During the subjective assessment, it became apparent that the client’s condition was affecting their daily life as she was finding it difficult to drive and do her job without any pain. It was also found that the client had been suffering a great deal with night pain, stiffness and some signs of pins and needles bilaterally down the arms. However, the client claimed that laying on their side helped to subside some of these symptoms. Overall, the client leads a healthy lifestyle however they are trying to reduce the amount that they are smoking by using a vape instead. The client shown no signs or symptoms of VBI however did have some complaints of neck pain.

During objective assessment, the client found no pain in hip flexion/extension, however flexion in the right leg did cause some pain in the left side of the lower back.
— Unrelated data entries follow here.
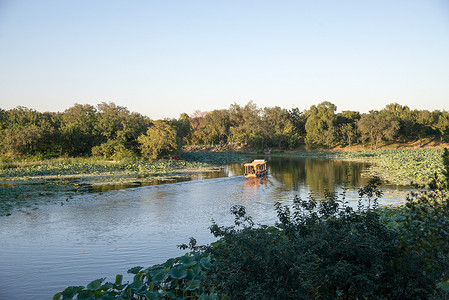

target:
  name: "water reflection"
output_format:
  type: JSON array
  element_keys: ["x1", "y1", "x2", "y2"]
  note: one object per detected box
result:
[
  {"x1": 269, "y1": 158, "x2": 369, "y2": 197},
  {"x1": 0, "y1": 158, "x2": 404, "y2": 299}
]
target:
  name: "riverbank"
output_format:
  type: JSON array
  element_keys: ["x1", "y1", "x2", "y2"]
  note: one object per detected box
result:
[
  {"x1": 0, "y1": 153, "x2": 248, "y2": 215},
  {"x1": 256, "y1": 139, "x2": 449, "y2": 185}
]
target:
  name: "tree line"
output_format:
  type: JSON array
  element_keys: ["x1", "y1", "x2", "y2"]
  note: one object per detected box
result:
[{"x1": 0, "y1": 101, "x2": 449, "y2": 159}]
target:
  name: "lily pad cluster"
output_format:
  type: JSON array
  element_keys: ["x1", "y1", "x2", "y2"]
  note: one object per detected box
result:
[{"x1": 53, "y1": 253, "x2": 219, "y2": 300}]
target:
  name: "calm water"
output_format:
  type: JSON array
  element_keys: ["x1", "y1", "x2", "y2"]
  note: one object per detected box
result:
[{"x1": 0, "y1": 159, "x2": 404, "y2": 299}]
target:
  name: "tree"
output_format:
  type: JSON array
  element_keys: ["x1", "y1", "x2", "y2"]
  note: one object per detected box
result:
[
  {"x1": 137, "y1": 120, "x2": 177, "y2": 159},
  {"x1": 305, "y1": 101, "x2": 337, "y2": 147},
  {"x1": 357, "y1": 111, "x2": 399, "y2": 149},
  {"x1": 229, "y1": 101, "x2": 265, "y2": 149},
  {"x1": 170, "y1": 113, "x2": 193, "y2": 147},
  {"x1": 60, "y1": 103, "x2": 101, "y2": 155},
  {"x1": 436, "y1": 111, "x2": 449, "y2": 141},
  {"x1": 336, "y1": 110, "x2": 361, "y2": 146}
]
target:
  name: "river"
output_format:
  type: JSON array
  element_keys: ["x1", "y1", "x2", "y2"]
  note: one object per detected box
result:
[{"x1": 0, "y1": 158, "x2": 406, "y2": 299}]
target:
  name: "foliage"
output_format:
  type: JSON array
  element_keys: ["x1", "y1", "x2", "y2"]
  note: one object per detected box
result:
[
  {"x1": 53, "y1": 253, "x2": 218, "y2": 300},
  {"x1": 0, "y1": 101, "x2": 449, "y2": 157},
  {"x1": 137, "y1": 121, "x2": 177, "y2": 159},
  {"x1": 357, "y1": 111, "x2": 399, "y2": 149},
  {"x1": 92, "y1": 140, "x2": 135, "y2": 160},
  {"x1": 54, "y1": 169, "x2": 449, "y2": 299},
  {"x1": 324, "y1": 148, "x2": 443, "y2": 185}
]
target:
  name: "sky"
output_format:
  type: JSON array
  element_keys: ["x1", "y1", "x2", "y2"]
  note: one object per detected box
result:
[{"x1": 0, "y1": 0, "x2": 449, "y2": 119}]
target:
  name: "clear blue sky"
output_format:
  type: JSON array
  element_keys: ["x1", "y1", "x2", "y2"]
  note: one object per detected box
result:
[{"x1": 0, "y1": 0, "x2": 449, "y2": 119}]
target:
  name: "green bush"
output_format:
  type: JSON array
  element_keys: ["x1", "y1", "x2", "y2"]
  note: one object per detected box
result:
[{"x1": 54, "y1": 151, "x2": 449, "y2": 299}]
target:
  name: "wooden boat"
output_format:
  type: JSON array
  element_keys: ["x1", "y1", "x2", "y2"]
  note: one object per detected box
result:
[{"x1": 244, "y1": 159, "x2": 268, "y2": 178}]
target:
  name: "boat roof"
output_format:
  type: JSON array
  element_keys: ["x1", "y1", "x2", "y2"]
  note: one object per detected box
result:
[{"x1": 245, "y1": 159, "x2": 267, "y2": 166}]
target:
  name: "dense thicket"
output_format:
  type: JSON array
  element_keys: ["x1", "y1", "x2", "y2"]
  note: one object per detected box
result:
[
  {"x1": 0, "y1": 101, "x2": 449, "y2": 159},
  {"x1": 53, "y1": 149, "x2": 449, "y2": 300}
]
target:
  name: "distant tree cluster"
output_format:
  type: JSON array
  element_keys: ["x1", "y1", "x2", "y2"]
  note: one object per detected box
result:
[{"x1": 0, "y1": 101, "x2": 449, "y2": 160}]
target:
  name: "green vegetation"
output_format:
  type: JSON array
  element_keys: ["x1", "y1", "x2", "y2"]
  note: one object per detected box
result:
[
  {"x1": 0, "y1": 152, "x2": 247, "y2": 215},
  {"x1": 301, "y1": 148, "x2": 443, "y2": 185},
  {"x1": 53, "y1": 150, "x2": 449, "y2": 299},
  {"x1": 0, "y1": 101, "x2": 449, "y2": 160}
]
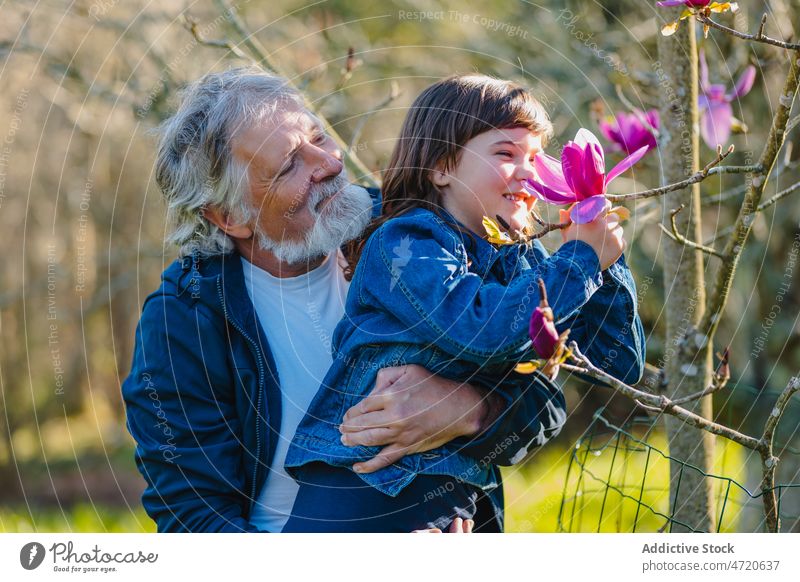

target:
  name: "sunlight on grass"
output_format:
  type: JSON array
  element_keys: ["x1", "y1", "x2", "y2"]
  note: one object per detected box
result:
[
  {"x1": 503, "y1": 432, "x2": 760, "y2": 532},
  {"x1": 0, "y1": 503, "x2": 156, "y2": 533}
]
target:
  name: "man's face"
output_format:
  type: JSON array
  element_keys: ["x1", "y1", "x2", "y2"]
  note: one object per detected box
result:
[{"x1": 232, "y1": 105, "x2": 372, "y2": 263}]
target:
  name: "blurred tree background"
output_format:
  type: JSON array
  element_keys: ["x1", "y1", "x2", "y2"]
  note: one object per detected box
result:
[{"x1": 0, "y1": 0, "x2": 800, "y2": 531}]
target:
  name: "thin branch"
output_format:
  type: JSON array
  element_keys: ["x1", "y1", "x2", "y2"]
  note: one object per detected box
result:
[
  {"x1": 606, "y1": 146, "x2": 763, "y2": 202},
  {"x1": 658, "y1": 204, "x2": 723, "y2": 259},
  {"x1": 562, "y1": 342, "x2": 762, "y2": 451},
  {"x1": 347, "y1": 81, "x2": 402, "y2": 151},
  {"x1": 758, "y1": 182, "x2": 800, "y2": 212},
  {"x1": 672, "y1": 348, "x2": 731, "y2": 405},
  {"x1": 209, "y1": 0, "x2": 379, "y2": 187},
  {"x1": 695, "y1": 14, "x2": 800, "y2": 50}
]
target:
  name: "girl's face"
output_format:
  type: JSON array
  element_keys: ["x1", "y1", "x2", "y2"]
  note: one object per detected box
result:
[{"x1": 432, "y1": 127, "x2": 542, "y2": 234}]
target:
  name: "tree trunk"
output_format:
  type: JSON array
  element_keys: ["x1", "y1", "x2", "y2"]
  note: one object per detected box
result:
[{"x1": 655, "y1": 16, "x2": 716, "y2": 531}]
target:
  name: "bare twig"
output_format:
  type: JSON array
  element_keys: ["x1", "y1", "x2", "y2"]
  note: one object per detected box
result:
[
  {"x1": 658, "y1": 204, "x2": 722, "y2": 259},
  {"x1": 209, "y1": 0, "x2": 379, "y2": 187},
  {"x1": 758, "y1": 182, "x2": 800, "y2": 212},
  {"x1": 347, "y1": 81, "x2": 402, "y2": 151},
  {"x1": 695, "y1": 13, "x2": 800, "y2": 50},
  {"x1": 181, "y1": 13, "x2": 257, "y2": 64},
  {"x1": 759, "y1": 376, "x2": 800, "y2": 533},
  {"x1": 606, "y1": 146, "x2": 763, "y2": 202},
  {"x1": 563, "y1": 342, "x2": 761, "y2": 451}
]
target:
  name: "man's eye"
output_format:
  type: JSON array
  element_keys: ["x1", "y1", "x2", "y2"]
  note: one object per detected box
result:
[{"x1": 278, "y1": 158, "x2": 294, "y2": 178}]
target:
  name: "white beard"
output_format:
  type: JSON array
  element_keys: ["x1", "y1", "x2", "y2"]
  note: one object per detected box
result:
[{"x1": 256, "y1": 173, "x2": 373, "y2": 265}]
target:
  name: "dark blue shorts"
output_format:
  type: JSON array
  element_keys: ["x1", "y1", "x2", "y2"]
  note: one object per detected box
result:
[{"x1": 283, "y1": 462, "x2": 502, "y2": 533}]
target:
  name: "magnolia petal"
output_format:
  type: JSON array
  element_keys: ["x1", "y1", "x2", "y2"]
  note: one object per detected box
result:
[
  {"x1": 514, "y1": 361, "x2": 542, "y2": 374},
  {"x1": 569, "y1": 196, "x2": 606, "y2": 224},
  {"x1": 533, "y1": 153, "x2": 570, "y2": 193},
  {"x1": 561, "y1": 142, "x2": 592, "y2": 200},
  {"x1": 528, "y1": 307, "x2": 559, "y2": 360},
  {"x1": 661, "y1": 20, "x2": 680, "y2": 36},
  {"x1": 700, "y1": 102, "x2": 733, "y2": 150},
  {"x1": 583, "y1": 144, "x2": 606, "y2": 198},
  {"x1": 522, "y1": 180, "x2": 576, "y2": 204},
  {"x1": 608, "y1": 206, "x2": 631, "y2": 222},
  {"x1": 606, "y1": 146, "x2": 650, "y2": 186},
  {"x1": 575, "y1": 127, "x2": 606, "y2": 170},
  {"x1": 708, "y1": 2, "x2": 739, "y2": 13}
]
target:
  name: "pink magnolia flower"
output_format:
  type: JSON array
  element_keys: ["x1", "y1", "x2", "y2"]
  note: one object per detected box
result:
[
  {"x1": 698, "y1": 50, "x2": 756, "y2": 149},
  {"x1": 525, "y1": 129, "x2": 649, "y2": 224},
  {"x1": 598, "y1": 109, "x2": 661, "y2": 154},
  {"x1": 528, "y1": 301, "x2": 559, "y2": 360},
  {"x1": 656, "y1": 0, "x2": 739, "y2": 37}
]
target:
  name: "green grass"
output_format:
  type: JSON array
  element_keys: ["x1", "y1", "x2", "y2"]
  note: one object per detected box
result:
[{"x1": 0, "y1": 503, "x2": 156, "y2": 533}]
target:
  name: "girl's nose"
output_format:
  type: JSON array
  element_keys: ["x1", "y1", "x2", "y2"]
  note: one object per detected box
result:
[{"x1": 311, "y1": 148, "x2": 344, "y2": 182}]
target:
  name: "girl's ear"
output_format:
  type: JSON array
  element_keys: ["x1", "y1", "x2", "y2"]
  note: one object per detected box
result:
[{"x1": 430, "y1": 162, "x2": 450, "y2": 188}]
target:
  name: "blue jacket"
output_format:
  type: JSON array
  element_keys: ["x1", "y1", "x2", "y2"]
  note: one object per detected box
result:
[
  {"x1": 286, "y1": 208, "x2": 644, "y2": 496},
  {"x1": 122, "y1": 196, "x2": 641, "y2": 532}
]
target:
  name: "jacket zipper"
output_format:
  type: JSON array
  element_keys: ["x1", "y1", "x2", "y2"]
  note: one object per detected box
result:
[{"x1": 217, "y1": 278, "x2": 265, "y2": 515}]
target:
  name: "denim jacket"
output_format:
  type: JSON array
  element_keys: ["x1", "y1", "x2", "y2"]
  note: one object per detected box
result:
[{"x1": 286, "y1": 209, "x2": 644, "y2": 495}]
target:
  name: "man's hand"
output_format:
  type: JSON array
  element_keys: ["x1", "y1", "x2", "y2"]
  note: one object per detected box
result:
[
  {"x1": 339, "y1": 365, "x2": 500, "y2": 473},
  {"x1": 411, "y1": 517, "x2": 475, "y2": 533}
]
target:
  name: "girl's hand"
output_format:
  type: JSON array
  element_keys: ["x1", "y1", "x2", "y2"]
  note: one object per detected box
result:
[
  {"x1": 411, "y1": 517, "x2": 475, "y2": 533},
  {"x1": 559, "y1": 202, "x2": 625, "y2": 270}
]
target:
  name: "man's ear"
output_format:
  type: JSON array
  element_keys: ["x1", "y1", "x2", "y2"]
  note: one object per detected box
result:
[
  {"x1": 203, "y1": 207, "x2": 253, "y2": 239},
  {"x1": 429, "y1": 162, "x2": 450, "y2": 188}
]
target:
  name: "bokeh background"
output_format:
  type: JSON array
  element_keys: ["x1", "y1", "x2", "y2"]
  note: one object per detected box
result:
[{"x1": 0, "y1": 0, "x2": 800, "y2": 532}]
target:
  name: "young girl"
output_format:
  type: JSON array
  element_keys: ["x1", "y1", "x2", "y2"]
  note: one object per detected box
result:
[{"x1": 283, "y1": 75, "x2": 644, "y2": 532}]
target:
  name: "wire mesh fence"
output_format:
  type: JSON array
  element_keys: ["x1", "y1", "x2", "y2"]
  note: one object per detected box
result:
[{"x1": 558, "y1": 408, "x2": 800, "y2": 533}]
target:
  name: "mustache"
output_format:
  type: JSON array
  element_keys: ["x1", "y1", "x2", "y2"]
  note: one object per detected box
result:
[{"x1": 308, "y1": 173, "x2": 350, "y2": 210}]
During ROM testing, the client found more pain in the lower right-hand side of her back in Lx side flexion, rotation, and extension. The client found that Tx rotation was extremely painful with a NRS of 8/10. When testing Cx, the client did find some pain and aggravation during extension.

When assessing the client, it was identified that they were experiencing symptoms of pain by asking the client to pinpoint over the camera where they find the most pain. Asking the client these questions was beneficial to help with more differential diagnosis as well as helping when constructing her treatment plan.

The clinical impression was a lumbar radiculopathy of L3/L4. A differential diagnosis was given of tightness in the QL and glute muscles causing pain in the lower back and thoracic.

In the next session, a face-to-face treatment will be provided where mobility and ROM will be assessed much more specifically and provide some treatment to help relieve the pain. This treatment will involve some massage and mobilisations as well as working through some exercises which the client can continue at home. A gym plan will also be created for future sessions.

From this session, it was identified that further practice will be needed to be more precise and descriptive when asking clients questions or assessing movements. This will help with the understanding of injury and why they are being asked to complete certain movements. Confidence within the approach towards questioning the client will need to be practised and to help the client feels more relaxed.